# Gilmer County Bear



## whitetailfreak (Sep 26, 2011)

Good Friend and hunting buddy Joey Bartenfield killed this Gilmer County bear Sunday afternoon. After a week where we had 3 encounters with mature bears on our Gilmer lease Joey was finally presented with a 43 yd shot while hunting a stand of White Oaks. Of course the 200 lb. male ran straight down the mountain, but with a little help from a deadsled the recovery was relatively painless (we have had worse). Congrats to my good friend for his first bow bear!


----------



## cjc (Sep 26, 2011)

he musta been THICK! nice bear


----------



## whitetailfreak (Sep 26, 2011)

cjc said:


> he musta been THICK! nice bear




He dressed at 168 and we estimated live weight at approx 200 lbs


----------



## FMBear (Sep 27, 2011)

Congrats to your friend!


----------



## nkbigdog (Sep 27, 2011)

Congrats? your in my neck of the woods.

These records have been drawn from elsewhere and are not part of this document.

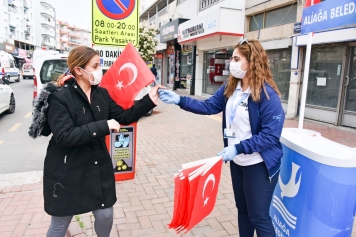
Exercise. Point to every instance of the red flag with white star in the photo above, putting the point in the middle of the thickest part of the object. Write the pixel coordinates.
(206, 193)
(196, 194)
(126, 77)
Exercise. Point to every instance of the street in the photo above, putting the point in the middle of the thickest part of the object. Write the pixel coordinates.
(18, 151)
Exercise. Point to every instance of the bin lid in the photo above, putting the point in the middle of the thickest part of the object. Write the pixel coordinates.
(318, 148)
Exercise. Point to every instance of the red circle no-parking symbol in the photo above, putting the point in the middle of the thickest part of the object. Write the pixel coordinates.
(116, 9)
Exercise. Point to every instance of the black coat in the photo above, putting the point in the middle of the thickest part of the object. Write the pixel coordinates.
(78, 171)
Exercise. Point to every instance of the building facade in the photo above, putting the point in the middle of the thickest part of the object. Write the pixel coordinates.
(17, 29)
(69, 36)
(196, 39)
(45, 25)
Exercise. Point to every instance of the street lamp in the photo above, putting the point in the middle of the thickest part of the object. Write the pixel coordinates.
(43, 40)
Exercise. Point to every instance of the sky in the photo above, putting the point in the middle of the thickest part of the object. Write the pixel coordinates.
(75, 12)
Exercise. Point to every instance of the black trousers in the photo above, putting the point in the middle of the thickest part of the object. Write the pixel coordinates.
(253, 192)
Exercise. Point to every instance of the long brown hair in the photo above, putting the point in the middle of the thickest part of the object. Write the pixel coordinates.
(78, 57)
(258, 73)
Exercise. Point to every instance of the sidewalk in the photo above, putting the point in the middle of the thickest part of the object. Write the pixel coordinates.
(167, 139)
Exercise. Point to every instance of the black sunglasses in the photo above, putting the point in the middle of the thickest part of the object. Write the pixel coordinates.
(244, 41)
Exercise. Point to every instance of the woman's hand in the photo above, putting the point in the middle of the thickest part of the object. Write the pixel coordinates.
(154, 93)
(113, 125)
(169, 97)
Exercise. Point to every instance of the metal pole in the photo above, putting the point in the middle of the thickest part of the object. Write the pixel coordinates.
(305, 81)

Love it up here


----------



## buckeroo (Sep 27, 2011)

Congrats my man. That's a great looking beast.


----------



## gacowboy (Sep 27, 2011)

Congrats to your friend! It must be a thrill to get a bear especially with a bow.


----------



## ngabearhunter (Sep 30, 2011)

Way to Go, wish I could have been there.


----------



## Blueridge (Sep 30, 2011)

good job, congrats!!


----------



## GAstumpshooter (Oct 2, 2011)

Congrats Joey


----------